If the case is that senescent cells are substantially altered in gene expression and thus physiology, the inherent spatial and temporal heterogeneity of this effect would be reflected as a gradual decline in organ function once a critical threshold of redundancy had been crossed.
And of course all this flows back to genomic integrity and the need to address it.
#50
Posted 29 January 2005 - 04:54 AM
Hmm, both of you seem to agree that somatic cell nuclear mutation accumulation is bad - be it because of aging, or cancer, or some yet unknown future form of phenotypical demise, or all three of them. I agree, and I am happy to read from the SENS2 programme that it is very much evolving into the direction I have just advocated so passionately, to get to the root of this problem.
#51
Posted 29 January 2005 - 04:56 AM
If I were reluctant to listen to your arguments ("myopic"), why would I bother replying to your arguments at all? -- I'm doing so precisely in order to tease out whether there is anything valid in them that I've so far overlooked.
You read my arguments but address only certain aspects - consequently myopic, perhaps blind - it is understandable in scientists that have focused for too long in a single area. It is unacceptable in one who is attempting to orchestrate a solution from a vast field of prospective research opportunities.
We know that gene transcription is reduced when DNA is damaged resulting in decreased protein synthesis. It is a well reported fact that DNA damage accumulates with age.
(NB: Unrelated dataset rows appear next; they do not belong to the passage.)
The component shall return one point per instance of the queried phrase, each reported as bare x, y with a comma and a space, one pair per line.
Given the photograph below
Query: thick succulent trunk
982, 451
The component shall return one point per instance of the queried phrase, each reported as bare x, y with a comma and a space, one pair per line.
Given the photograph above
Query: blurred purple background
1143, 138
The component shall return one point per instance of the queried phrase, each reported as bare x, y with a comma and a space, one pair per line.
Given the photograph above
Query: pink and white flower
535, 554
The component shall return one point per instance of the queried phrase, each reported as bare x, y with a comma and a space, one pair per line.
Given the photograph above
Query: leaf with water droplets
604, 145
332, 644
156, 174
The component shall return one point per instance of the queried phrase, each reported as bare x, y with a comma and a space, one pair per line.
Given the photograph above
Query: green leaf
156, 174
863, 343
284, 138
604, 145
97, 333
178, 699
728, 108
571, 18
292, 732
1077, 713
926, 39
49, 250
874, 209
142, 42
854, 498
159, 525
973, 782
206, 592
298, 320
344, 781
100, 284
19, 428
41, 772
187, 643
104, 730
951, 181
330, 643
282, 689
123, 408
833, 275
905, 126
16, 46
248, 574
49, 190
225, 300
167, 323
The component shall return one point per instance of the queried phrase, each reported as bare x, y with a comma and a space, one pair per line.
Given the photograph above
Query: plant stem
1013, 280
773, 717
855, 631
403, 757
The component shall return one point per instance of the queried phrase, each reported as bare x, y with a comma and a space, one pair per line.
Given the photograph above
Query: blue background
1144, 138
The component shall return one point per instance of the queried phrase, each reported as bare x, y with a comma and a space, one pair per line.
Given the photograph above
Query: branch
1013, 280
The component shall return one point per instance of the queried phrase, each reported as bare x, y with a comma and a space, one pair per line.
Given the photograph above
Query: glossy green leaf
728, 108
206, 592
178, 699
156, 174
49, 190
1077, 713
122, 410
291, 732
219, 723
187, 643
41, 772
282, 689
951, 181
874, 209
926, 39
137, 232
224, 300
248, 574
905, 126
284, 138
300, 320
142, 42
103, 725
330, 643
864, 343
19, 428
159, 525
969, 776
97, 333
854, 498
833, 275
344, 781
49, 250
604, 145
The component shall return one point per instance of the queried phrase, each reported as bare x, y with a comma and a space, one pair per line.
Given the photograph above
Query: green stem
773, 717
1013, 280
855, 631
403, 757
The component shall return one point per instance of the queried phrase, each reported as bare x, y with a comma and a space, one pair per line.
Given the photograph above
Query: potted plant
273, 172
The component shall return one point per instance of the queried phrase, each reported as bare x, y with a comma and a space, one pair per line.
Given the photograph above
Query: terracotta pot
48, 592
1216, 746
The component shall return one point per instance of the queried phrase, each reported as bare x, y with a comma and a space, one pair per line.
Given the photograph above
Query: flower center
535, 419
In the aging brain, muscle and liver cells we see reduced transcription and protein synthesis. When a gene that is damaged is essential to survival the result is loss of cell viability and inevitable loss of tissue function. In the aging non-alzheimer brain we observe loss of overall mass, loss of nerve density and nerve disorganization - all attributable to gene expression alterations rather than just amyloid plaques and lipofuscin accumulation.
What you have overlooked and have yet to make a case for dismissing, is the relationship between nuclear DNA damage and aging. This is not my opinion as the literature speaks for itself. I am sure you're aware of the studies. So why underestimate nuclear DNA damage as a cause - as the major cause of aging?
Edited by prometheus, 29 January 2005 - 06:30 AM.
#52
Posted 29 January 2005 - 06:50 AM
But if you think that the correct approach for someone in the leadership role that I currently occupy is to roll over and agree with someone who has not, in my sincere and painstakingly-explained estimation, provided any argument that their view is more supported by the data than mine, then to put it brutally bluntly you are part of the problem, not the solution.
The only problem here is a paralytic fear of thinking outside of the square - an affliction I always thought you to be immune to. Your challenge on providing a more substantive argument fortified by the requisite citations is noted. It is a matter beyond the scope of this afternoon but certainly worthy of pursuing. Once it has been compiled however, and should you find agreement with what is proposed, I trust you will incorporate it as a necessary goal. It should aid in diluting the more quixotic methodologies of SENS.